Por la terminal de Santos pasa el 67% del PIB de Brasil, país gobernado por Lula da Silva.
Mientras que la cuestión de la privatización de las empresas estatales, contra la que el nuevo gobierno de Luiz Inácio Lula da Silva se ha ensañado, ha sido la protagonista del debate público en las últimas semanas, poco o nada se ha dicho sobre los riesgos reales de la privatización del puerto de Santos, en el litoral de São Paulo.
Es el mayor puerto de Brasil y el principal complejo portuario de América Latina, cuyo comercio representa por sí solo el 67% del Producto Interior Bruto (PIB) del país. De aquí salen mercancías decisivas para la economía brasileña, desde la carne al azúcar, pasando por la soja; en resumen, una verdadera potencia comercial, el trigésimo noveno lugar en el mundo por el manejo de containers.
Sobre su futuro, el debate político está estancado. Lula, que desde el día de su investidura se declaró contrario a su privatización, ha dado ahora un paso atrás al proponer una solución intermedia. En lugar de transferir todo el puerto al sector privado, sólo se le permitiría controlar los servicios prestados in situ a las empresas, manteniendo la autoridad portuaria bajo gestión estatal.
El Tribunal de Cuentas de la Unión (TCU) también ha expresado su perplejidad ante el hecho de que se pueda encomendar a empresas privadas toda la tarea de fiscalización del puerto, ya que la entrega en el pasado de los servicios de escaneado de las cargas a empresas privadas había suscitado muchas críticas.
El tira y afloja de Lula con el nuevo gobernador de São Paulo, Tarcísio de Freitas, ex ministro de Infraestructuras en el anterior gobierno de Jair Messias Bolsonaro, sin embargo, es cada vez más reñido. Tarcísio declaró hace unos días en un evento organizado por el sector agroalimentario que el proceso de privatización “está listo, será un espectáculo y creará muchos puestos de trabajo”.
Según sus cálculos, un puerto privatizado podría generar 20.000 millones de reales (unos 4.000 millones de dólares) de inversión y aumentar la oferta de transportes e infraestructuras. Tarcísio, que ya se vio envuelto en la tormenta de la polémica durante la campaña electoral por una criticada propuesta de retirar la cámara de vídeo de los uniformes de los policías militares, parece excluir ahora de su razonamiento un problema no menor: la seguridad.
Quien controla las actividades ilícitas del puerto de Santos es el Primer Comando Capital (PCC), un ejército de más de 112.000 criminales feroces – según estimaciones del Ministerio Público paulista – que tiene en el tráfico de cocaína y marihuana uno de sus mayores ingresos económicos, unos 3.000 millones de reales al año, unos 600 millones de dólares.
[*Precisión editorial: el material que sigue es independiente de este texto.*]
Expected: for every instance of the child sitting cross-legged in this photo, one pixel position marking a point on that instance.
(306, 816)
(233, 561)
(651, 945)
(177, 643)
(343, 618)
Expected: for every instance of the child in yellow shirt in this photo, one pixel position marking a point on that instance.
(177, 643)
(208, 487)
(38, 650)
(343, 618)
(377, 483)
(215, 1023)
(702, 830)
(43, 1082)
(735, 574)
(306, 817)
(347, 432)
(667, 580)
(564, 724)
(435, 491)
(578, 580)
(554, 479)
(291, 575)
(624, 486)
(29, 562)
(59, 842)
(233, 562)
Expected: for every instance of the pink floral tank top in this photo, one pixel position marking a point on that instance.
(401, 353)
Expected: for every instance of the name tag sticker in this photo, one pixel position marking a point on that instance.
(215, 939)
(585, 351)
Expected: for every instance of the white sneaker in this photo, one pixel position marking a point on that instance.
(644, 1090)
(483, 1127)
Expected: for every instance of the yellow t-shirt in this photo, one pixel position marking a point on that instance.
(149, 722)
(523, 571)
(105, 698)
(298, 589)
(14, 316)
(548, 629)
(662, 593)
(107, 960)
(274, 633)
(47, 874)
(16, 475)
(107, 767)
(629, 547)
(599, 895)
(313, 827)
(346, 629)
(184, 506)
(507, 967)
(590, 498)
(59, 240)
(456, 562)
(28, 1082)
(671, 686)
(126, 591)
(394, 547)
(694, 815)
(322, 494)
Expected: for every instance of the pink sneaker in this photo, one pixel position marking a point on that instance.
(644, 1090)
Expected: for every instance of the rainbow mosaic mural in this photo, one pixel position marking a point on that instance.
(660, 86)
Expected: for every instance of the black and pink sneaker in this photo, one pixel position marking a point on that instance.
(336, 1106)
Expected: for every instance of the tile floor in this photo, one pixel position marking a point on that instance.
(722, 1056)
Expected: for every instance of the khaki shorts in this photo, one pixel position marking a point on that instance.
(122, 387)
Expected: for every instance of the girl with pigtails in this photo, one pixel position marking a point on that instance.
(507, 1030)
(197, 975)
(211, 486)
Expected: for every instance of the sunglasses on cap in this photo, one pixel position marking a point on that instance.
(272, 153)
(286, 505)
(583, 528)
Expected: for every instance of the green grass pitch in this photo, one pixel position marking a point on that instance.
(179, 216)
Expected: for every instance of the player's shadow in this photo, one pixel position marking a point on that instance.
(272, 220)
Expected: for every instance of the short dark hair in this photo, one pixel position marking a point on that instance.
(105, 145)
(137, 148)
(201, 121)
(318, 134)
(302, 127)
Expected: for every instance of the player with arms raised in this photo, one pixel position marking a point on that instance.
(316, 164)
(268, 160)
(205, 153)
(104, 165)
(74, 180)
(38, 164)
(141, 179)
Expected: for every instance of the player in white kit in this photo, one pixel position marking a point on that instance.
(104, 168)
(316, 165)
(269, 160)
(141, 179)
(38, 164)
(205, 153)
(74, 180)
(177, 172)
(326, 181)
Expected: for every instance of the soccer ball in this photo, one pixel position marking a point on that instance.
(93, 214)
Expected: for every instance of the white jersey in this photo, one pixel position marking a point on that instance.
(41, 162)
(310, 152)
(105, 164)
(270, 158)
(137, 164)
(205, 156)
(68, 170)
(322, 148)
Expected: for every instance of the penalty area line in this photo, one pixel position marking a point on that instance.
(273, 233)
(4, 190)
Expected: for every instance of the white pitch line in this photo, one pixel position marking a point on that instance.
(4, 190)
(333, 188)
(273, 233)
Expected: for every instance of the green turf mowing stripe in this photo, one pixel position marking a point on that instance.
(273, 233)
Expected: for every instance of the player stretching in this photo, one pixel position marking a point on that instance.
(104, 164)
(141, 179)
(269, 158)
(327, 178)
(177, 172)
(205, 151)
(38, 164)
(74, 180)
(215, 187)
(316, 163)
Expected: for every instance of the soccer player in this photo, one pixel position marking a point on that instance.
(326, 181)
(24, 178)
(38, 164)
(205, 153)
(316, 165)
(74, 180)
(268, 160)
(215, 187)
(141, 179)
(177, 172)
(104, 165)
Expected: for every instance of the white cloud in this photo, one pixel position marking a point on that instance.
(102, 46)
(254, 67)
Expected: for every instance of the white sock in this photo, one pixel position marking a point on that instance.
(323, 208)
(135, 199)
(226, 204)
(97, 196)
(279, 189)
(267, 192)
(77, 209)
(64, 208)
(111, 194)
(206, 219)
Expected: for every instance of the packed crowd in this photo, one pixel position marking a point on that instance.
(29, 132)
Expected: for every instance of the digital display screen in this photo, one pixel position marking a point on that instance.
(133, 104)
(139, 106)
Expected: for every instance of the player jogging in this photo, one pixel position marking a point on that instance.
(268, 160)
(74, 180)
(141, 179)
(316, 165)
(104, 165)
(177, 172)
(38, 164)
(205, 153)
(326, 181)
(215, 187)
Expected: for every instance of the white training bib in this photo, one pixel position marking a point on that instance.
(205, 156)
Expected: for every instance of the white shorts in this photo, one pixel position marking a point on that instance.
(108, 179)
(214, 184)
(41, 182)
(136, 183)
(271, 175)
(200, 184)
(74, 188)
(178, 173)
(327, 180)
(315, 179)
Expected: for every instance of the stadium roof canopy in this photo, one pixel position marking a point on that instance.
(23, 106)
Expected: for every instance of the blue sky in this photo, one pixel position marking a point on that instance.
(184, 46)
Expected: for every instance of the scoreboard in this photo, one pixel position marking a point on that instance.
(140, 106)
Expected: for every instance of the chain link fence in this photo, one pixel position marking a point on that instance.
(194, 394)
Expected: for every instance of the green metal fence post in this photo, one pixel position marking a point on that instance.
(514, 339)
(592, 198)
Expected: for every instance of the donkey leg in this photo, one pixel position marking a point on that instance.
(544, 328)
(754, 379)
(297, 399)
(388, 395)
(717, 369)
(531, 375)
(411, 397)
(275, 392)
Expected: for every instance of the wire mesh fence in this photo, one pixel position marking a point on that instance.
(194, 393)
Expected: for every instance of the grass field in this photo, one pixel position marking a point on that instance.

A pesar de la excelente labor de inteligencia de la Policía Federal del puerto, dirigida por una mujer, Luciana Fuschini Nave, el PCC se ha convertido en una lacra que traspasa las fronteras del puerto de Santos y Brasil y negocia con poderosas mafias como la italiana ‘ndrangheta. Es precisamente la experiencia italiana, donde la mafia lleva años infiltrada en el Estado hasta el punto de controlar parte de la política y la economía del país, la que debería servir de advertencia para Brasil. En concreto, basta observar el puerto de Gioia Tauro, en Calabria, que representa el alter ego del puerto de Santos pero en el Mediterráneo.
Ante este escenario, por tanto, una privatización de la autoridad portuaria conllevaría enormes riesgos para la seguridad. Grupos delictivos como la ‘ndrangheta y el PCC llevan mucho tiempo especializándose exclusivamente en inversiones económicas legales para blanquear la renta del narcotráfico. Invertir en el puerto sería para ellos una inversión perfecta para controlar toda la cadena logística asumiendo muchos menos riesgos.